Смерть матери глубоко поразила девушку, лишив ее способности что-либо соображать, что-либо рассчитывать. Когда на другой день после похорон Марья Петровна деловым тоном заговорила с Галей о ее будущем, та точно с облаков свалилась – так далека она была в ту минуту от всех житейских забот и расчетов.

– Я хотела предложить тебе, Галя, если это, конечно, устраивает тебя, остаться у нас в доме вместо покойной матери. К делу ты присмотрелась, значит, если постараешься, сможешь справиться.
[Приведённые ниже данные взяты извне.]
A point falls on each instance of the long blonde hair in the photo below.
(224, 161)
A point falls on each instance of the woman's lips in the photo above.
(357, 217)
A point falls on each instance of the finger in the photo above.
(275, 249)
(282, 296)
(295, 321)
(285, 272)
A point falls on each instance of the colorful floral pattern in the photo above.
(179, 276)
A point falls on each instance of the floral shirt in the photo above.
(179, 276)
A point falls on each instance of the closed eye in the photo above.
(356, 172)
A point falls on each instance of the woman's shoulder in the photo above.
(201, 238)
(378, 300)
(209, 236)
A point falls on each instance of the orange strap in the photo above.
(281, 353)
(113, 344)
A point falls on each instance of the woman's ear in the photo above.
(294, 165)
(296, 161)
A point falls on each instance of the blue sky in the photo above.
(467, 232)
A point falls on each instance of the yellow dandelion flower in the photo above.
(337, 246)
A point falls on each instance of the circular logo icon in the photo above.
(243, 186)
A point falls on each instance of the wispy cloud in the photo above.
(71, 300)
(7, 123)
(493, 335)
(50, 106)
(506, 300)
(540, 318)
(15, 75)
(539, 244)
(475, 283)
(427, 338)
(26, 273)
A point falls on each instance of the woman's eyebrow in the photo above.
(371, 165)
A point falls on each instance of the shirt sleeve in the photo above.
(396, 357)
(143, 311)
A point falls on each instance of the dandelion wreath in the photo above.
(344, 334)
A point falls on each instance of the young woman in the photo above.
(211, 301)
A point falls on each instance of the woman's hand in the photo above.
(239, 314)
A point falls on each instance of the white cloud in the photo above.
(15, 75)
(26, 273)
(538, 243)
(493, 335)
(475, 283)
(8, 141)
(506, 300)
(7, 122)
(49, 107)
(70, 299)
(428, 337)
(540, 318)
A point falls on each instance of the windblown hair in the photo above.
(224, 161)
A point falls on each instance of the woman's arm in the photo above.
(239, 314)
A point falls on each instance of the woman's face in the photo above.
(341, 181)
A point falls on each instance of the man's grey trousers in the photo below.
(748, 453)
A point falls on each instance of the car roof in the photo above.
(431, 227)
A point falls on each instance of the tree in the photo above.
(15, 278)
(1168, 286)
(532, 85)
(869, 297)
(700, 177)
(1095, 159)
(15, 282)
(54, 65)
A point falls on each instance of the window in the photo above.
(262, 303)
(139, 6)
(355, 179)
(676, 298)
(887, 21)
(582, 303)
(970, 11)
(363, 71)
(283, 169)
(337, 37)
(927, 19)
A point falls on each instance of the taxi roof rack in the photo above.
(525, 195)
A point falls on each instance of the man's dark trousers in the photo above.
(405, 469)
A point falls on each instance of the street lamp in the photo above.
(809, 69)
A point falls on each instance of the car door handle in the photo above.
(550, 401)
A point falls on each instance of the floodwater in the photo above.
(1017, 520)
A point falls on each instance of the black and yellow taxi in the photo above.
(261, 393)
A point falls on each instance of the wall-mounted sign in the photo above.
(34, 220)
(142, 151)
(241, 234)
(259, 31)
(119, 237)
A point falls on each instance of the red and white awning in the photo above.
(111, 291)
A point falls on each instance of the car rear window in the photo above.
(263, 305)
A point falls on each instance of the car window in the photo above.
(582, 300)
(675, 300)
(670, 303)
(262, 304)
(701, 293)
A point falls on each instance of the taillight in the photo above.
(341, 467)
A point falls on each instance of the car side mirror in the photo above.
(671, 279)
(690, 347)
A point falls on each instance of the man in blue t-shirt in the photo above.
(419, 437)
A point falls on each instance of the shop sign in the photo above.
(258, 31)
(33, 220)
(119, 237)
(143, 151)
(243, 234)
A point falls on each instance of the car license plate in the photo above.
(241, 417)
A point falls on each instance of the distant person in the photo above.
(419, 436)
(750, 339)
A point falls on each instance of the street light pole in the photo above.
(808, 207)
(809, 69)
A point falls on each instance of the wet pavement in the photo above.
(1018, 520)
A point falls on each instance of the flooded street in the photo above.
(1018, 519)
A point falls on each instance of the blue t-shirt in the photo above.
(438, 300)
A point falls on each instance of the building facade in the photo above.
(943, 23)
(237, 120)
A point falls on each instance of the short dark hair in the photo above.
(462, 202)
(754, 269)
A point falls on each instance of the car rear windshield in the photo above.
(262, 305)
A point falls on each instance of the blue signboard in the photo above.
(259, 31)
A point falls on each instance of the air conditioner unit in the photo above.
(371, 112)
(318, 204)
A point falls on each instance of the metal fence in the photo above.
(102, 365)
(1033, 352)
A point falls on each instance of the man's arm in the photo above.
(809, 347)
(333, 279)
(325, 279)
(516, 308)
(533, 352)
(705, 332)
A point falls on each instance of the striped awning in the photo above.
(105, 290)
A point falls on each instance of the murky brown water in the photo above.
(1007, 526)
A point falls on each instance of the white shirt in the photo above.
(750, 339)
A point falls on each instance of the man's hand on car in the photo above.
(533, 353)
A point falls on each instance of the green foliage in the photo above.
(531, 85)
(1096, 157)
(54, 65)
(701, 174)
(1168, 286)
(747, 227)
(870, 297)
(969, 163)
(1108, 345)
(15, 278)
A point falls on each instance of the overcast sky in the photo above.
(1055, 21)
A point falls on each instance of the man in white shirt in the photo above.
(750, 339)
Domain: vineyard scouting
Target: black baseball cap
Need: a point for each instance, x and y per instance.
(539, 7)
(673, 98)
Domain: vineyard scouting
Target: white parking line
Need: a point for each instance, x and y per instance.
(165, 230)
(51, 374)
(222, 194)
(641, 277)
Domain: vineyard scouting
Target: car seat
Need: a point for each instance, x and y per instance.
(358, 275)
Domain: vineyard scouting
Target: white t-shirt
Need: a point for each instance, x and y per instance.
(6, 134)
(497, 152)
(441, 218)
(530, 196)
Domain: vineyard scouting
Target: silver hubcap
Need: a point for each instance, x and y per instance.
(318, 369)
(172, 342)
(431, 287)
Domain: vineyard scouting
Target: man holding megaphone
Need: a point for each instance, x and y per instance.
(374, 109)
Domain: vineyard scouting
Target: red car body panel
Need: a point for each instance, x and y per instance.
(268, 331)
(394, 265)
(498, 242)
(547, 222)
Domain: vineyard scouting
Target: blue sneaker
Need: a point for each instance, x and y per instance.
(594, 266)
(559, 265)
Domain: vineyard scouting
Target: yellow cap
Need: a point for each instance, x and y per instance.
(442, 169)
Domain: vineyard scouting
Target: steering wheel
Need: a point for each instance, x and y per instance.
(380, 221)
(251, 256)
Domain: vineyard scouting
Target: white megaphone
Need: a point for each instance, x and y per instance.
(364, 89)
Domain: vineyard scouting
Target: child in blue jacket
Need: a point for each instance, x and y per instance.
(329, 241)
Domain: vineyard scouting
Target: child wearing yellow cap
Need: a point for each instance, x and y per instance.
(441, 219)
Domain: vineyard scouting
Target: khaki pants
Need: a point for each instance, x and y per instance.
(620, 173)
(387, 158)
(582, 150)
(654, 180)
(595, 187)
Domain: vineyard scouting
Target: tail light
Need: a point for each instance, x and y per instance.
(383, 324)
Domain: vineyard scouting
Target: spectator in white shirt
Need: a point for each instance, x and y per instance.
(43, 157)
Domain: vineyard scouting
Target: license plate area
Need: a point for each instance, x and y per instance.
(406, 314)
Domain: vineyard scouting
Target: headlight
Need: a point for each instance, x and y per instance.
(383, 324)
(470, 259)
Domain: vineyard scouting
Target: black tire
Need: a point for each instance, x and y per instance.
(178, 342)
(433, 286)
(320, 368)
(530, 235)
Жалея тебя, я придумала такой выход, так как, если не мы, то куда же ты денешься? Ведь родных у тебя ни души. Обдумай, конечно, но я советовала бы тебе принять мое предложение, – с достоинством промолвила Таларова, глубоко уверенная в совершаемом ею благодеянии и ожидая от девушки горячей благодарности за свою доброту.

Но Галя, ошеломленная, молчала. Только теперь, выслушав Марью Петровну, она поняла всю сложность и безвыходность своего положения. А гимназия? А медаль? А курсы? Все радужное будущее дрогнуло, зашаталось и сейчас, с ее согласием, должно было безвозвратно рухнуть.